As governments and big businesses step up their efforts to convince us that “living with COVID” is both preferable and inevitable, a disinformation campaign is under way to downplay the risks to children.

The Delta variant has made few workplaces riper for transmission than a classroom. ABC health journalist Norman Swan, in a recent Coronacast episode, revealed that New South Wales data show the Delta variant infection rate to be ten to fifteen times higher in young people than was the case with the pre-Delta breakouts. And that’s before students are forced to return to school.

Natural air ventilation within most classrooms is poor, even with windows and doors left open all day. When on-site learning resumes, around 25 people will sit in these rooms for 50 minutes or more at a time. They then often move to other rooms with other students for different lessons throughout the day. Corridors in some schools are as packed as mosh pits. In this environment, masks and staggered bell times, although important contributions to minimising spread, can have only minimal impact.

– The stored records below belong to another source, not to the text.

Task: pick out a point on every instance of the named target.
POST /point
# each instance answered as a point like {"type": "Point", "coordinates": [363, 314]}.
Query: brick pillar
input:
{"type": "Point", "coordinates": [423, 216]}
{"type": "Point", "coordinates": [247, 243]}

As schools in the Northern Hemisphere return from their summer break, there are early signs of a rapid spike in cases. Scotland’s population is similar to Sydney’s. So were the daily new case numbers before schools reopened. As students returned to their classrooms largely unvaccinated, Public Health Scotland reported that, in the first week back, 2,496 students and 481 school staff tested positive. By week two, Scotland’s total daily case number jumped fourfold.

The “learn to live with COVID” advocates claim that the disease remains a mild illness in children. But, while research remains in its infancy, a major peer-reviewed study of long COVID in children aged between 6 and 16, published in April in Acta Paediatrica, found that more than half of the children assessed “reported at least one symptom” lasting more than 120 days, and 43 percent experienced at least one symptom more than 60 days after infection. 

Symptoms included “fatigue, muscle and joint pain, headache, insomnia, respiratory problems and palpitations”. It is unclear how long these symptoms will last. A year? Decade? Lifetime? Do the “live with COVID” advocates even care?

In New South Wales, all classes are scheduled to return to the classroom by 8 November. Australian Medical Association WA President Mark Duncan-Smith says the plan “is neglecting our children and bordering on child abuse”.

In addition to a COVID-zero strategy and the mandatory vaccination of school staff, we need air ventilation audits in all school spaces. It is possible that carbon-dioxide meters and High-Efficiency Particulate Air (HEPA) grade air filtration systems may need to be installed in every classroom across the country. This should be happening immediately. Yet, except for Victorian Premier Daniel Andrew’s stated intention to audit air ventilation in schools, there are no plans across the country.

There is a precedent. New York is mandating two portable air filters in each classroom from next year. University of New South Wales researchers estimate that it would cost just $50 million to install HEPA air purifiers in “all NSW primary and secondary school classrooms, and other shared spaces within schools”.

My school union branch’s commitment to keeping COVID-19 out of our community remains strong. We have unanimously passed motions calling for an audit of the school’s air ventilation and the inclusion of students into the national vaccination target, and opposing year 12 students returning on site for statewide tests while COVID remains in the community.